A sister initiative, weak statelessness, means that you will be able to verify the validity of the chain without needing to store state at all.
But that's just it.. One would have to stand up a server that hosted the 200gb, so their Iphone users could consume the data. Or they'd go through a central server.
Yeah that’s fair enough, and it’s changing so fast. I imagine alot of the current problems will be fixed over time… it’ll get there eventually. There are some good educational resources cropping up now e.g. Web3 University and rabbithole.gg
Running nodes is pretty easy with setups like DappNode. Full eth nodes arent that big, i synced a new one in a couple of days last week onto an old ssd.

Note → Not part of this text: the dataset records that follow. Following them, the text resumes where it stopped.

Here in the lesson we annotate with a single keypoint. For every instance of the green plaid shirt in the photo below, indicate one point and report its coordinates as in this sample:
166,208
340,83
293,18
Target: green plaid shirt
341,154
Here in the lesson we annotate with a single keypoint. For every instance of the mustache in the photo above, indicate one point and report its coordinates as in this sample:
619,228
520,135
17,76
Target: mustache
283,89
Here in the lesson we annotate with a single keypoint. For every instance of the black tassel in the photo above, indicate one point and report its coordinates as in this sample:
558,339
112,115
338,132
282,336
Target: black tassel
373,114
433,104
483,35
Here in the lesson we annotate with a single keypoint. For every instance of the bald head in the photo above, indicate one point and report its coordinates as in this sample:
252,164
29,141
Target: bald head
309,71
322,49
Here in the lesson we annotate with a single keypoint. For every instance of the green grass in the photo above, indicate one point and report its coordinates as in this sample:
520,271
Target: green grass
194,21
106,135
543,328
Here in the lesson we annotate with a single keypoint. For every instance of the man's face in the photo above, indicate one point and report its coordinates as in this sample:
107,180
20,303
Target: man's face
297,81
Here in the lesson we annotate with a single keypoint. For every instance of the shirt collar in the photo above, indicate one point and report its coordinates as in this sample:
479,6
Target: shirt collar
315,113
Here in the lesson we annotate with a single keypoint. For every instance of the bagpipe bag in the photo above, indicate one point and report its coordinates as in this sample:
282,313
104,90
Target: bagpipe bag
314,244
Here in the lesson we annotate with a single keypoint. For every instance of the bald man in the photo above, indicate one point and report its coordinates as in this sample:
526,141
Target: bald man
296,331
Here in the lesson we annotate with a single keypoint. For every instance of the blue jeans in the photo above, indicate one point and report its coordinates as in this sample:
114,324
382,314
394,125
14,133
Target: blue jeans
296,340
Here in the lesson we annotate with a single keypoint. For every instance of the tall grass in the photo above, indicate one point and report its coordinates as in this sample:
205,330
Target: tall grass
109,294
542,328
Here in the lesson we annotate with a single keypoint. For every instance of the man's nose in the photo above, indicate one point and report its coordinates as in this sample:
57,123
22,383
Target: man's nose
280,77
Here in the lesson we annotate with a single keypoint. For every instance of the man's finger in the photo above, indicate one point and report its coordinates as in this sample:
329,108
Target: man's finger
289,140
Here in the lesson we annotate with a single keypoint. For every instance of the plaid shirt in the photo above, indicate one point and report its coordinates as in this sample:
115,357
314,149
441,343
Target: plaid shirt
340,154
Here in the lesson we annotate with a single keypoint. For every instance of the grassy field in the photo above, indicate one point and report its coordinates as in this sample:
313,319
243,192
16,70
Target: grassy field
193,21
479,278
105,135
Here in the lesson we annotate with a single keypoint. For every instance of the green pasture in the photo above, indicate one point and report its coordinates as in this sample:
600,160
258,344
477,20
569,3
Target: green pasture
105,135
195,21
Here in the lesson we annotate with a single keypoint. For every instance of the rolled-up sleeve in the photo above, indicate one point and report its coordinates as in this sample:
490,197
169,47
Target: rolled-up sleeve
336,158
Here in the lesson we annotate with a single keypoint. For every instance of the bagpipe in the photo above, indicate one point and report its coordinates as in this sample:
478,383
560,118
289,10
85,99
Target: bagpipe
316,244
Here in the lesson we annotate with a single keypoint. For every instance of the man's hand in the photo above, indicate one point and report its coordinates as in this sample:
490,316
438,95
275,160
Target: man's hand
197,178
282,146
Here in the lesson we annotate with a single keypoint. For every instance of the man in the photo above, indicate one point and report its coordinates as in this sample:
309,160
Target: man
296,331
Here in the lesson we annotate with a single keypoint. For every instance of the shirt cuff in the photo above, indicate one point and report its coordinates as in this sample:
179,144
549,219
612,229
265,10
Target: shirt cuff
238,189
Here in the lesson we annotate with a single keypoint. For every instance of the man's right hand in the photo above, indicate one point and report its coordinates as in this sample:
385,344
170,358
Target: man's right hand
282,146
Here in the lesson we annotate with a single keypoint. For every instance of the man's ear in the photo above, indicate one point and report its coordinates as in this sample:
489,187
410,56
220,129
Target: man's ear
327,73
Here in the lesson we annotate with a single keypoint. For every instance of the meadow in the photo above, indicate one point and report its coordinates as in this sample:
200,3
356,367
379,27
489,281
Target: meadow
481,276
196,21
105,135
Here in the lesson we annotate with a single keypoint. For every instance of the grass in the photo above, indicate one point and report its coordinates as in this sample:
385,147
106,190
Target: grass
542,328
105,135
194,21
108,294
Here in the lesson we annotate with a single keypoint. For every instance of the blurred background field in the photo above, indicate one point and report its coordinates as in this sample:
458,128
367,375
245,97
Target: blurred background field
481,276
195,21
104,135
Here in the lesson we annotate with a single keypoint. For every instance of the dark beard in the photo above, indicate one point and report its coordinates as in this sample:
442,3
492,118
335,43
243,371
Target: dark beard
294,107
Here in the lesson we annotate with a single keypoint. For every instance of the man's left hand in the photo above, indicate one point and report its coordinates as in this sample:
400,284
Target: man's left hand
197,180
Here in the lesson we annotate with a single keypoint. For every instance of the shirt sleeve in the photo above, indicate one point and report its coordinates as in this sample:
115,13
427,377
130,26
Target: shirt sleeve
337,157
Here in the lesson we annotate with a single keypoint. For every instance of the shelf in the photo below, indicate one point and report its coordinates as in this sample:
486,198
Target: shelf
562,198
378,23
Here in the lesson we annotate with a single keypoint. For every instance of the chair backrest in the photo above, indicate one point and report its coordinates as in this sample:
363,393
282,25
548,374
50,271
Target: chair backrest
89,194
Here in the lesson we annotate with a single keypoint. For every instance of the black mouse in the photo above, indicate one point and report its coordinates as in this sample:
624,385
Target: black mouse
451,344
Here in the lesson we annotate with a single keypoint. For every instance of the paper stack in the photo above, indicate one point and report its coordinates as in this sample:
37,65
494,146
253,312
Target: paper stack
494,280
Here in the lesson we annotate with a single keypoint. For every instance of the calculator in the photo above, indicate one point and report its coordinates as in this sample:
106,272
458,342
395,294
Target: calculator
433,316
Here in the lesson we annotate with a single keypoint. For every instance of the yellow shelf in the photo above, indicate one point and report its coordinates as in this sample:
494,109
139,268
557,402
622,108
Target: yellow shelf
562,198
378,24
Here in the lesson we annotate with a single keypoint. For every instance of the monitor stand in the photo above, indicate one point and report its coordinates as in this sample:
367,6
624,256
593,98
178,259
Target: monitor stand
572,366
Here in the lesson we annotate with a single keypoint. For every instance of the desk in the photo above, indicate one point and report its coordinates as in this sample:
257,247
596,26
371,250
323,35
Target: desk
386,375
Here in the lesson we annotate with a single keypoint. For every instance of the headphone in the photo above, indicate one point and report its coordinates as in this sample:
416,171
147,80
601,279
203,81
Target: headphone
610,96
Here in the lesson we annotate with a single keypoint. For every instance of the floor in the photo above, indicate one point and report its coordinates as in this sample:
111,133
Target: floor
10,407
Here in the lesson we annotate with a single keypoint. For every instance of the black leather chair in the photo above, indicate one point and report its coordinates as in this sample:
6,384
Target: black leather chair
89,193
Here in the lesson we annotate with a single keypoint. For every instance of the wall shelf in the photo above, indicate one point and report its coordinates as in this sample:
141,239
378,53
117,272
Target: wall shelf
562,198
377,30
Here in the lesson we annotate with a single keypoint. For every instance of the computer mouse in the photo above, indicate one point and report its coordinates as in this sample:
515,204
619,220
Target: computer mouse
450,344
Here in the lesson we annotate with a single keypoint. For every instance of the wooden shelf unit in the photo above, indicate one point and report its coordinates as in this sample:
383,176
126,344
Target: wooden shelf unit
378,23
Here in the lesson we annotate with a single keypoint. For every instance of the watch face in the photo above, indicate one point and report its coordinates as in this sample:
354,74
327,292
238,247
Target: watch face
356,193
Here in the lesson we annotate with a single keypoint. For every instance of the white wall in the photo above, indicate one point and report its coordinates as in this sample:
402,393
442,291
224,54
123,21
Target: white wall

Most heavy contract data is stored offchain on ipfs, so you can just pin the stuff you are interested in.
Where i would agree is indexing/searching lots of data is a pain. You cant just give an address and get a list of tokens associated with it, you have to call every token and get its balance. It makes sense, but its annoying, and is why opensea api is so popular for nfts. But i have hope with services like TheGraph growing that search and index also has distributed and resilient design and we become less dependant on one endpoint api.
But soon after it became clear that it is not really possible for me (or any regular "client" as the article calls it) to look at the state of the virtual machine and evaluate view functions myself. The block chain is so large already that we need to rely on big servers which are operated by other people to do this.